Our study strongly suggests that as a nation, we are drinking less alcohol than we were in 2019. Which is good news from a public health perspective. So, is it time to (responsibly) crack out the champagne? Well, in a word, no. In stark contrast to our findings about alcohol sales, we have seen alcohol harms rise alarmingly during the pandemic.
The most concerning figures are the number of people dying from 'alcohol-specific causes', which are conditions that are caused only by alcohol, most notably alcohol-related liver disease. These have risen by a staggering 42.2% since 2019 to reach their highest levels on record in 2023.

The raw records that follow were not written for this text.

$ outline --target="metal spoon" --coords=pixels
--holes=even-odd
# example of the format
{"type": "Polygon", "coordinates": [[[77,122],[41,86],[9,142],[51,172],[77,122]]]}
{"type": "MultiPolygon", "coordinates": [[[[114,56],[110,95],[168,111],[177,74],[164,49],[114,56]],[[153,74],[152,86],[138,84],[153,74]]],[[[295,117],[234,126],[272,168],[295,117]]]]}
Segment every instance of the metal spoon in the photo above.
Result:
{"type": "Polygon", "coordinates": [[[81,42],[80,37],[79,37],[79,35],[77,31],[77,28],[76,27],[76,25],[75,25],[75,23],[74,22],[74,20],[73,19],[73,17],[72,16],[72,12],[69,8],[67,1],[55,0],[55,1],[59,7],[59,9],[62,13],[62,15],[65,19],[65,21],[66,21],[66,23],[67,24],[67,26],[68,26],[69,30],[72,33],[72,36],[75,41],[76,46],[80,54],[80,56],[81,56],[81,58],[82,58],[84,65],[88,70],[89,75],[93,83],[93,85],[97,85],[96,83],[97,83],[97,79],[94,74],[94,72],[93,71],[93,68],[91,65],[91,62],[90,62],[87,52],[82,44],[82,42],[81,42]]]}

How can alcohol sales be falling while deaths caused by alcohol are rising? We don't have a comprehensive answer to this, but a significant part of the puzzle almost certainly lies in the polarisation of drinking discussed earlier.
Emerging evidence suggests that although survey data shows that the initial increase in rates of heavier drinking in early 2020 have started to fall back to pre-pandemic levels, this return is slowest in older age groups, lower socioeconomic groups and the heaviest drinkers. These are exactly the people that suffer the greatest burden of alcohol harms. So it appears that the longest-lingering impacts of the pandemic on our drinking behaviours are in exactly these, most vulnerable groups.

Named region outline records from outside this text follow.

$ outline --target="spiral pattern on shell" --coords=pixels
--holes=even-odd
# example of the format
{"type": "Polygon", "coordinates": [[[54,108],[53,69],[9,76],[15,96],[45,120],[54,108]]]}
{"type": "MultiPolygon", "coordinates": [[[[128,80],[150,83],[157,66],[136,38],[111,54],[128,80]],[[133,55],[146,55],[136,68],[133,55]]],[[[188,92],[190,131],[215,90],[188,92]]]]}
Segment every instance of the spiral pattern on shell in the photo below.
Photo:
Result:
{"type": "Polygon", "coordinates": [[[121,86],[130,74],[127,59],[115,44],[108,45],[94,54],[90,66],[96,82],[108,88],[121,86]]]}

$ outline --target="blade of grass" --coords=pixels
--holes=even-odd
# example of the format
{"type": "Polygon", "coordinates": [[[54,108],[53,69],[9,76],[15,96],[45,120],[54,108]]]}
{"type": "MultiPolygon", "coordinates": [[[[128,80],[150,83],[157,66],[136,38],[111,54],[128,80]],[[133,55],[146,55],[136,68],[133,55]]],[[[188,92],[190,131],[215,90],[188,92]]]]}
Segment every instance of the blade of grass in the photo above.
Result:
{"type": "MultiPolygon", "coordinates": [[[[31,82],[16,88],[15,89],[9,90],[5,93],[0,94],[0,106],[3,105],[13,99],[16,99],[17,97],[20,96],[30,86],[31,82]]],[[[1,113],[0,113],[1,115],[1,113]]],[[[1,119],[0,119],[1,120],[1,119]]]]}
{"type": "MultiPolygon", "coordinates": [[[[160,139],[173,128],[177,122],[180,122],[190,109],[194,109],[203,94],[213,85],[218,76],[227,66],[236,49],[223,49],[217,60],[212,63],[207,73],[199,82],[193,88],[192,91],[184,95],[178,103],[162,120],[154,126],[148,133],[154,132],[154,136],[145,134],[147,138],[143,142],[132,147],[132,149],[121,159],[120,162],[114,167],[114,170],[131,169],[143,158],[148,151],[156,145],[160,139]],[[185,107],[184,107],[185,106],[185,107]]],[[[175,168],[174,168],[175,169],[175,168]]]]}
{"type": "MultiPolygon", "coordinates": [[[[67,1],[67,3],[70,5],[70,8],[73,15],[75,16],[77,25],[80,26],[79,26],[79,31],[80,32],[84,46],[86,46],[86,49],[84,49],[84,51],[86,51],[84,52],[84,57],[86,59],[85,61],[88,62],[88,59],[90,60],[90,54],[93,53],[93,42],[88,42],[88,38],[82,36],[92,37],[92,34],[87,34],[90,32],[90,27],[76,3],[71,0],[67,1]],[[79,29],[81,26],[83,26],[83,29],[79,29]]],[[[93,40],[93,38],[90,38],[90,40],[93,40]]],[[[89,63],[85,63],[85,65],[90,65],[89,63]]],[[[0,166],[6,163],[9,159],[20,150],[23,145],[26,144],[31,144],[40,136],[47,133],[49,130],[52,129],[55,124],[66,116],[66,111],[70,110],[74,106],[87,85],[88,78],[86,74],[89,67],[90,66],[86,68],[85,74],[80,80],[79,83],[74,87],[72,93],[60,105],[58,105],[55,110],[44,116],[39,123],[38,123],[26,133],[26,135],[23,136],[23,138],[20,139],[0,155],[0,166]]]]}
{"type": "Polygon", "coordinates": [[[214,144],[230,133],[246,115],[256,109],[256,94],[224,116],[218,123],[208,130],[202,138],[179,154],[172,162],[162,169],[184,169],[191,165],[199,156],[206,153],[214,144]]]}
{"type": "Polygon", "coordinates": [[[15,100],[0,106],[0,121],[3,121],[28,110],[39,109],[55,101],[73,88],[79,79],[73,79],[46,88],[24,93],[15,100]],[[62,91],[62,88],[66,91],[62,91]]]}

It also seems likely that there is more than this going on. In a previous study, my colleagues and I modelled the expected health impacts of the polarisation in drinking in 2020, under various more or less pessimistic assumptions about how this polarisation might evolve in the following years. The graph below shows how our estimates (the lines) compare to reality (the dots):

This graph shows modelled changes in alcohol-attributable deaths from pre-pandemic levels based on changes in alcohol consumption alone (lines) compared to actual changes in alcohol-specific deaths (dots)
This strongly suggests that there is some other factor or factors contributing to the recent increase in alcohol deaths. Whether that is related to the ways that the heaviest drinkers engage (or not) with specialist alcohol treatment services, the pandemic having changed the way that people engage (or not) with healthcare services, the cumulative effects of multiple severe economic challenges on psychological distress, some combination of these or something else, remains a critical, but unanswered question.
Implications for UK alcohol policy
This research highlights two crucial questions for UK alcohol policy:
- How can we identify the potentially significant group of people who started drinking more in 2020 and may well have kept on drinking heavily since then, and what can we do to help them?
- What else is driving increases in alcohol deaths and what can we do to address these issues?
Understanding these complex, shifting patterns of consumption and harm is essential if we are to implement effective policies to reduce alcohol-related harm across the population.